SCOC Rating: 9.8
Reader Rating: 9.4
What is there to say about Patrice Bergeron at this point?
You expected a strong season, and that’s exactly what you got: a strong season in Bergeron’s first go-round as captain of the Bruins.
Bergeron was, once again, the anchor of one of the league’s most productive lines. He remained a remarkably effective player in all situations, particularly on the penalty kill.
His points-per-game rate was down slightly over last season, but he still managed to eclipse the 20-goal mark for the eighth consecutive season (and the 11th time in the last 12 seasons).
Bergeron was a Selke Award finalist for the tenth consecutive season as well, finishing second for the second year in a row.
He also posted the best faceoff winning percentage of his NHL career at 62.2%, and put up an impressive 2.6 PTS/60 at even strength, tied for the second-best rate of his NHL career.
Bergeron’s performance didn’t dip in the playoffs either, as he netted nine points in the Bruins’ 11 games.
Overall, it gets a little repetitive, doesn’t it? You expect Bergeron to be awesome, and...he’s awesome.
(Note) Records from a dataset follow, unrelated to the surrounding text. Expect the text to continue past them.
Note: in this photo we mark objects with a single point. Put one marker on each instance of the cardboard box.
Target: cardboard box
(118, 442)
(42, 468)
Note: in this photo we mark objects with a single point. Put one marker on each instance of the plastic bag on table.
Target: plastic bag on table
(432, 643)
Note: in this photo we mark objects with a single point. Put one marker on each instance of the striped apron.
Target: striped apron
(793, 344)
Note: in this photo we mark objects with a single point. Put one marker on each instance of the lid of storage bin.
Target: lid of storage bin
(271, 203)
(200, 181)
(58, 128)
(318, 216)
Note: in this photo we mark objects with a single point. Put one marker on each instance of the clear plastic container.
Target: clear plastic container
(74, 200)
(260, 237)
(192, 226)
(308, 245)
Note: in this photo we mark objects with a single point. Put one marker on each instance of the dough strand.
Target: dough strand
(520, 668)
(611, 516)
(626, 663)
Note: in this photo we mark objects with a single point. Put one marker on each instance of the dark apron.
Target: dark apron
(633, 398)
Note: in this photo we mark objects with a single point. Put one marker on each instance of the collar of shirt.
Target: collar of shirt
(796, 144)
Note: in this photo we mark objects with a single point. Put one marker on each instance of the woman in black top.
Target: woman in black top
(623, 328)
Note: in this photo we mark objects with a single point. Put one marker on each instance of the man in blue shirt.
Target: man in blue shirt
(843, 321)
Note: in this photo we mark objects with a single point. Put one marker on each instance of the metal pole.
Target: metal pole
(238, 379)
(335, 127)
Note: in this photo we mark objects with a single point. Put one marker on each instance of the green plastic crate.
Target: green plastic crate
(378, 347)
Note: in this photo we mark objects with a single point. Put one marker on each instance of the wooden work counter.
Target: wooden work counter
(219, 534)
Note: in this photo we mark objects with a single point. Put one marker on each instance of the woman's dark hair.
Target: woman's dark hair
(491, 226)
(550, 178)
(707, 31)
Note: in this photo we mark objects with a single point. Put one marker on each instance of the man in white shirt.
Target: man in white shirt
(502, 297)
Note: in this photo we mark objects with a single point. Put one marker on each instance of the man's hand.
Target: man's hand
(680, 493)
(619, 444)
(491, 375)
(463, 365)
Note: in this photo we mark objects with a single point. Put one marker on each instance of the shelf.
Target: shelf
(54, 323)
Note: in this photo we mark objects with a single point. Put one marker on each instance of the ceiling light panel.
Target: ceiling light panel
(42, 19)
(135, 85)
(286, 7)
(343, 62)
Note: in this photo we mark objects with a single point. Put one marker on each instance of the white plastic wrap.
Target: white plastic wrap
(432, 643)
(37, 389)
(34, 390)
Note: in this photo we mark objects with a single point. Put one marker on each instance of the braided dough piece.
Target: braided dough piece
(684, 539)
World keeps spinning.
Bergeron, Brad Marchand, and David Pastrnak continue to elevate one another’s play in just about every aspect of the game.
You could argue a few years ago that Bergeron was the reason Marchand was playing so well, and you could similarly argue that Bergeron’s offensive numbers are only so strong due to Marchand and Pastrnak.
Of course, a slowdown is inevitable, even for a guy like Bergeron — he can’t be an elite three-zone player forever.
The Bruins, perhaps realizing that Bergeron is going to turn 37 shortly after next season ends, seem to know that they can’t lean too heavily on their captain indefinitely.
Bergeron’s 18:13 ATOI was the lowest total of his career, 31 seconds a game lower than last season and more than a minute lower than three seasons ago.
Of course, this isn’t to say that he’s playing minor minutes now; he’s still the Bruins’ most reliable three-zone player and looks to remain such for the foreseeable future.
However, Bergeron’s played hard minutes for more than a decade, and isn’t getting any younger. The Bruins would be wise to cut back on those minutes whenever they can.
Bergeron and the B’s are heading into a weird spot going into this season: Bergeron’s contract is up at the end of the year.
Much like they faced with David Krejci, Tuukka Rask, and Zdeno Chara, the Bruins are going to have to decide what to do with Bergeron.
This isn’t to say that they’ll need to decide whether or not to bring him back, as not doing so would be complete insanity.
Instead, the B’s are faced with deciding how many years and how much money they’re going to commit to a soon-to-be 37 year old.
Given how important Bergeron is to the Bruins, it’s pretty fair to say “just give him what he wants.”
Ideally, that’s what we get — we could all use a few more years of Bergeron greatness, and there’s little reason to suspect we’ll get anything different.
Still, it might be a good idea to not take this greatness for granted.
After all, as we’ve seen recently, all cores eventually move on.